As it turns out neither was that hard to install into my existing system, LinkSleeve was literally cut and paste, with no modifications needed at all, while Akismet was a little more hands on, involving registering with wordpress for a free account, then researching ways to connect my code with their services. While I was able to find the rights material, it involved some programming on my part, adding a couple of calls and changing some variables around.
Since early this morning, all of the comments on this site have been evaluated with my own filtering rules, along with LinkSleeve's URL screening and Akismet's blend of filters, and the results are a bit surprising. When I added LinkSleeve I though it had the best solution, since comment spam is all about the links, I though that it would catch junk comments my filters were missing (The Hey! Cool Site. Comments that are hardest to screen), but not only does it miss most of them, it also fails to catch spam comments with a dozen obvious junk links. This may be due to a lack of users sending comments into the system, but right now its even far behind my rudimentary keyword/ip based filters.
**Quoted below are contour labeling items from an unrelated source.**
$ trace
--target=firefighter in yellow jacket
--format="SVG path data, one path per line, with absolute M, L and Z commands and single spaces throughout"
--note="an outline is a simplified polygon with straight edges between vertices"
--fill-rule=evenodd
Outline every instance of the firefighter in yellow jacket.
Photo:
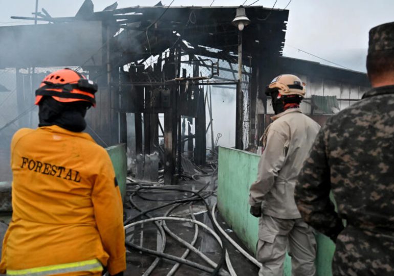
M 36 91 L 39 125 L 13 137 L 12 220 L 0 273 L 111 275 L 126 268 L 123 207 L 105 150 L 87 133 L 84 116 L 97 86 L 70 69 Z

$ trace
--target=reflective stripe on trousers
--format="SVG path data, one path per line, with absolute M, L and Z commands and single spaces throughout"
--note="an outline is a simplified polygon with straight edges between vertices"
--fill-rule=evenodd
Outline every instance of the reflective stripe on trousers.
M 7 269 L 7 275 L 46 276 L 76 271 L 98 271 L 102 270 L 103 266 L 101 263 L 97 259 L 95 259 L 89 261 L 49 265 L 19 270 Z

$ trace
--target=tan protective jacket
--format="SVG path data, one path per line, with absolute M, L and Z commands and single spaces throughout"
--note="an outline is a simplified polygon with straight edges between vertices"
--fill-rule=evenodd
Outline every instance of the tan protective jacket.
M 0 273 L 125 270 L 122 199 L 105 150 L 52 126 L 18 130 L 11 151 L 12 220 Z
M 249 204 L 261 204 L 264 214 L 289 219 L 301 217 L 294 201 L 296 179 L 320 126 L 299 109 L 273 116 L 263 135 L 264 151 Z

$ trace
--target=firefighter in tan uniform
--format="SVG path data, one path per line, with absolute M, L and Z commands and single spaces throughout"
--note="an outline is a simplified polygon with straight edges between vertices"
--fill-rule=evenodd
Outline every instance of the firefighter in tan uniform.
M 319 125 L 299 109 L 304 84 L 296 76 L 275 78 L 266 91 L 275 115 L 263 135 L 264 151 L 257 180 L 250 190 L 250 213 L 259 218 L 257 258 L 260 276 L 282 276 L 286 252 L 292 273 L 315 273 L 316 242 L 294 201 L 297 176 L 317 134 Z
M 0 273 L 111 275 L 126 268 L 123 207 L 111 159 L 87 133 L 97 85 L 70 69 L 36 91 L 36 129 L 11 142 L 12 221 Z

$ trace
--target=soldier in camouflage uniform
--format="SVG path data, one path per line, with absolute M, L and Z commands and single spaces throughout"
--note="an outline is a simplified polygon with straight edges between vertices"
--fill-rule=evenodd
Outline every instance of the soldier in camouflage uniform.
M 327 120 L 295 190 L 304 221 L 336 242 L 334 275 L 394 275 L 394 22 L 369 44 L 373 88 Z

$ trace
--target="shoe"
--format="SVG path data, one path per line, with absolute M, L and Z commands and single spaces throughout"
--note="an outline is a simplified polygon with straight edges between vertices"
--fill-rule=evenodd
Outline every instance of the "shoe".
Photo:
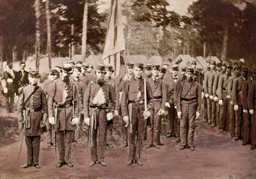
M 64 163 L 63 163 L 59 162 L 58 163 L 57 163 L 57 165 L 56 166 L 56 168 L 61 168 L 63 165 L 64 165 Z
M 145 146 L 145 148 L 150 148 L 150 147 L 152 147 L 152 146 L 153 146 L 152 144 L 147 144 Z
M 69 167 L 69 168 L 73 168 L 74 167 L 74 165 L 71 162 L 66 163 L 66 165 L 68 165 L 68 166 Z
M 127 163 L 126 163 L 127 165 L 131 165 L 133 163 L 133 160 L 128 160 Z
M 181 145 L 179 146 L 179 149 L 180 150 L 183 150 L 184 149 L 185 149 L 185 145 Z
M 107 166 L 107 164 L 104 161 L 99 162 L 98 163 L 101 165 L 102 166 Z
M 107 146 L 109 148 L 114 148 L 114 146 L 112 145 L 112 143 L 107 143 Z
M 161 149 L 161 147 L 158 144 L 155 144 L 153 145 L 153 146 L 157 149 Z
M 34 165 L 34 166 L 35 168 L 36 168 L 37 169 L 41 168 L 41 167 L 40 166 L 39 164 L 35 164 L 35 165 Z
M 26 163 L 24 165 L 22 165 L 21 166 L 21 168 L 27 168 L 31 167 L 31 166 L 33 166 L 33 164 L 27 164 L 27 163 Z
M 135 161 L 136 161 L 136 163 L 137 163 L 138 165 L 139 166 L 143 165 L 143 162 L 141 162 L 141 159 L 137 159 L 135 160 Z
M 89 166 L 93 166 L 94 165 L 95 165 L 97 164 L 97 163 L 95 162 L 92 162 L 89 164 Z
M 181 139 L 176 139 L 175 140 L 175 142 L 176 142 L 176 143 L 179 143 L 179 142 L 181 142 Z

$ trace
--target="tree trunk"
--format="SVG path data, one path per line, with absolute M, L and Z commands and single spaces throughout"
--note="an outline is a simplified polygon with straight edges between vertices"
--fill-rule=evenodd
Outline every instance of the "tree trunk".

Of course once I had Akismet set up, it blew away my existing tools, capturing the vast majority of the spam comments that have trickled in since its installation. That's not to say its perfect, but I think its safe to call it as being somewhere around 90% right now
There will however be more spam comments here for the next couple of days. While I think Akismet will be my primary tool for stopping spam, I'm probably going to continue using all three systems to catch spammers in the act, and set up a master script to direct spam to various levels of purgatory based on which filters it trips. There are going to be a few other upgrades (in addition to a significantly cleaned up database) to my little system, but I feel so much better having found a better way of dealing with the spam around here.
02.44.00 - Mark
After letting my blog sit in its own juices for the last few months while I was at camp, it managed to get hit by comment spam pretty hard - one post had something like 327 spam comments that snuck past my (admittedly crude) filters.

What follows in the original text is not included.